Cal Leeming [Simplicity Media Ltd], 17.01.2012 21:04:
Spent about a month trying to track down the cause of a crash in one of our webapps.
When using uWSGI+Django, if you import lxml (without even using it) it will cause the worker to crash after the response has been sent back.
I have replicated the same problem in a fresh vbox install.
Attached is the gdb trace, and below is some info about the env + crash.
Any advice on this would be *very* much appreciated, and will do anything I can to assist.

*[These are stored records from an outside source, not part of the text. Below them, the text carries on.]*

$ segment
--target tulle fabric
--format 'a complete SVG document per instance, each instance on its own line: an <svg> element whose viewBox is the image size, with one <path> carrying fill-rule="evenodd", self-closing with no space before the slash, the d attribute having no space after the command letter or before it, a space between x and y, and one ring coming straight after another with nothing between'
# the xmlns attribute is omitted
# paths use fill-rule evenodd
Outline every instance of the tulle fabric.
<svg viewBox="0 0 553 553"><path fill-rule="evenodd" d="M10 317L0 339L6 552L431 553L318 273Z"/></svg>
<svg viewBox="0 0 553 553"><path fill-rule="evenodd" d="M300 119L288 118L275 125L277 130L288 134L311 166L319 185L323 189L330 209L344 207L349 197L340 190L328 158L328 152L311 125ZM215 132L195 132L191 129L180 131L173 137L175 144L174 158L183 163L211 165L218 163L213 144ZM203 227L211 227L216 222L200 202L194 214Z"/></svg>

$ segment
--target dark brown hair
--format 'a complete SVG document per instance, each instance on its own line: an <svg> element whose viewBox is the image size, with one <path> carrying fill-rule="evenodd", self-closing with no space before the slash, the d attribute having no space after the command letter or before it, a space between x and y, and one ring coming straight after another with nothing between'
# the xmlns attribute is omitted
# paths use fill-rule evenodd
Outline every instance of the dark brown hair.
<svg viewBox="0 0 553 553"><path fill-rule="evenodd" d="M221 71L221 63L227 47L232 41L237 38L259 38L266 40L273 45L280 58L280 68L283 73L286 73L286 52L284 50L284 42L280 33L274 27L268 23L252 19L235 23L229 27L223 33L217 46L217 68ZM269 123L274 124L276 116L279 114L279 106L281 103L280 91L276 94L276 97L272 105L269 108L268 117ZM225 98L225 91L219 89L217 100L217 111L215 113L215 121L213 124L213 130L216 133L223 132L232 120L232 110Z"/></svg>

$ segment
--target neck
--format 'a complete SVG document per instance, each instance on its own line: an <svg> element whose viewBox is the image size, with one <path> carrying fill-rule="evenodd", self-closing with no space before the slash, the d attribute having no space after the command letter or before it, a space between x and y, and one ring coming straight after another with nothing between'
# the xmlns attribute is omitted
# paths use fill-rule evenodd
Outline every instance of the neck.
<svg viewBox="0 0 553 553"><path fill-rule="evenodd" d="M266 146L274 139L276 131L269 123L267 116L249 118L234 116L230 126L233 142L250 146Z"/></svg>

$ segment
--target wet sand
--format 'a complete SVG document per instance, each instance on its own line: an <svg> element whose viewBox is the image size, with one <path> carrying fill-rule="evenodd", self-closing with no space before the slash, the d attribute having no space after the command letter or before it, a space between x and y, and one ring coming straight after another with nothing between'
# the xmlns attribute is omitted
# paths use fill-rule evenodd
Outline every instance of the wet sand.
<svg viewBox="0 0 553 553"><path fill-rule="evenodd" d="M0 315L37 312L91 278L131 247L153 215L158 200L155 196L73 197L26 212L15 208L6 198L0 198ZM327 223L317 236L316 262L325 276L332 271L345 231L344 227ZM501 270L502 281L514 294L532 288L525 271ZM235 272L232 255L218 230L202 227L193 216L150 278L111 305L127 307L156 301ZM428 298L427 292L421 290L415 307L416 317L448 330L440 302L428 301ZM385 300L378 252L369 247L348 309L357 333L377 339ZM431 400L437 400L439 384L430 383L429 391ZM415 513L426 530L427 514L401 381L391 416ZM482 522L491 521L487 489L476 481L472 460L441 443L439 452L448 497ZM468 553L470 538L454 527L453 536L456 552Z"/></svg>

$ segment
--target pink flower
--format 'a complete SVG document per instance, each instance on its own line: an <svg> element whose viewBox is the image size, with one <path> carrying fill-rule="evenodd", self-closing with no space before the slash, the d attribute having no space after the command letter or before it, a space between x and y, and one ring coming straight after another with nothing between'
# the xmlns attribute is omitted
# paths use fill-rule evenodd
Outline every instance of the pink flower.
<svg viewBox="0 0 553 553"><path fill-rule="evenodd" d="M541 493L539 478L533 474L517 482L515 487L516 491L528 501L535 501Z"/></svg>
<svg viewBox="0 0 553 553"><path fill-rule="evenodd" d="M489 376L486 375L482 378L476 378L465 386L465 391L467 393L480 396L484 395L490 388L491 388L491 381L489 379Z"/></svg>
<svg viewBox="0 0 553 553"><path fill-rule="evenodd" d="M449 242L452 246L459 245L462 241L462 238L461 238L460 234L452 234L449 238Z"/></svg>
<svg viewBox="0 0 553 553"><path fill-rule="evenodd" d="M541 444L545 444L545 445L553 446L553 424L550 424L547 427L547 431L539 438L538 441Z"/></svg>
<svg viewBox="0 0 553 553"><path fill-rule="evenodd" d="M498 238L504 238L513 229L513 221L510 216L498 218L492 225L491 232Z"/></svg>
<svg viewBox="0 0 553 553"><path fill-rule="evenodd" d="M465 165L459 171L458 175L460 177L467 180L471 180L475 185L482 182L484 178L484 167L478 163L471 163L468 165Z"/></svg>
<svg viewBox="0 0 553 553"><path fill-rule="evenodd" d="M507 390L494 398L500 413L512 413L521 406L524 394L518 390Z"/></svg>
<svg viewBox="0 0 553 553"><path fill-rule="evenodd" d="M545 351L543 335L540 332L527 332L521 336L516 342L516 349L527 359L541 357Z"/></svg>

Thanks for this very detailed report.
Tue Jan 17 20:01:51 2012 - *** Starting uWSGI 1.0.2.1 (64bit) on [Tue Jan 17 20:01:51 2012] *** Tue Jan 17 20:01:51 2012 - Python main interpreter initialized at 0x7c5e90 Tue Jan 17 20:01:51 2012 - threads support enabled Tue Jan 17 20:01:51 2012 - *** Operational MODE: threaded *** Tue Jan 17 20:01:51 2012 - WSGI application 0 (mountpoint='/') ready on interpreter 0x7c5e90 pid: 3527 (default app) Tue Jan 17 20:01:51 2012 - spawned uWSGI master process (pid: 3527) Tue Jan 17 20:01:51 2012 - spawned uWSGI worker 1 (pid: 3528, cores: 8) Tue Jan 17 20:01:54 2012 - DAMN ! worker 1 (pid: 3528) died :( trying respawn ... Tue Jan 17 20:01:54 2012 - Respawned uWSGI worker 1 (new pid: 3541) Tue Jan 17 20:01:56 2012 - DAMN ! worker 1 (pid: 3541) died :( trying respawn ... Tue Jan 17 20:01:56 2012 - Respawned uWSGI worker 1 (new pid: 3553)
[ 3276.149102] uwsgi[3531]: segfault at 27b00 ip 00007fefd0d802d4 sp 00007fefd952d6f0 error 4 in etree.so[7fefd0d10000+109000] [ 3278.533480] uwsgi[3542]: segfault at 27b00 ip 00007fefd0d802d4 sp 00007fefda52f6f0 error 4 in etree.so[7fefd0d10000+109000]
Python version: 2.6.6 (r266:84292, Dec 26 2010, 22:48:11) [GCC 4.4.5]
lxml.etree: (2, 3, 3, 0) libxml used: (2, 7, 8) libxml compiled: (2, 7, 8) libxslt used: (1, 1, 26) libxslt compiled: (1, 1, 26)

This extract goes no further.